Known for a haute-bohemian sensibility informed by her travels and an eye for distinctive design, Muriel approaches decorating intuitively and has little patience for obsessing or second-guessing. “I don’t overthink what I’m doing,” she insists. “I just do it and it works.” Acutely sensitive to color, the designer, who enlisted Paris decorator and close friend Caroline Sarkozy to help oversee the project, opted for an atypically subdued and soothing palette. “The painter was so excited to hand-mix the colors with me,” she says. “He told me, ‘Madame, it’s wonderful! You work in the old-fashioned way!’”
Another of Muriel’s passions is fabric. Here she designed the textiles for the walls throughout the apartment. She also commissioned Jean-François Lesage to hand-embroider pillows and the pelmets that crown the living room’s floor-to-ceiling French doors. Over the years, she has amassed a vast collection of vintage fabrics, around a dozen of which now clad a pair of slipper chairs in the living room. Slipper chairs are a signature of Muriel’s, and after picking these up at a flea market she had them covered in a dizzying patchwork of panels, including an obi she found in Kyoto and a fabric made with silver thread. “It’s so beautiful, isn’t it?” she enthuses. “It’s beyond haute couture!”
A number of the furnishings Muriel used were pieces she had in storage, some having previously made appearances in her New York City residence or in her Hamptons summer house. They include the 19th-century Portuguese pagoda bed she put in the library, placing it at an angle for a relaxed, jaunty feel. “At least like that, it’s decadent,” says Muriel, who had tried to install the bed—a present from her mother-in-law—in her Hamptons home but Icouldn’t get it inside.
As for the Nada Debs Pebble cocktail table in the living room, Muriel transported it across the Atlantic herself: “I just folded it up accordion-like and put it in my suitcase.” The apartment also features numerous custom-made creations by friends, such as Hervé Van der Straeten nightstands and Federica Tondato rugs. What makes Muriel’s interiors so compelling is the mix of exquisitely unusual pieces, chosen for the beauty of their forms. One of her favorites is a desk with a flower motif in wood, metal, and mother-of-pearl inlay, designed by Eugenio Quarti at the end of the 19th century.

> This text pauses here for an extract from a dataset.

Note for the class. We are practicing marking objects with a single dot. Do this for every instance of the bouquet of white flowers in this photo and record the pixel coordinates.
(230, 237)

Today the Brandolinis use the flat as their European base, though Muriel admits she is still getting acquainted with the quartier. “I’m so busy—I’m working nonstop,” she explains. “But it’s always fun. My life is beauty, and beauty gives you a high. And we love it here.” Remind her that the Ritz is open once again across town and she’ll tell you: She doesn’t miss it a bit.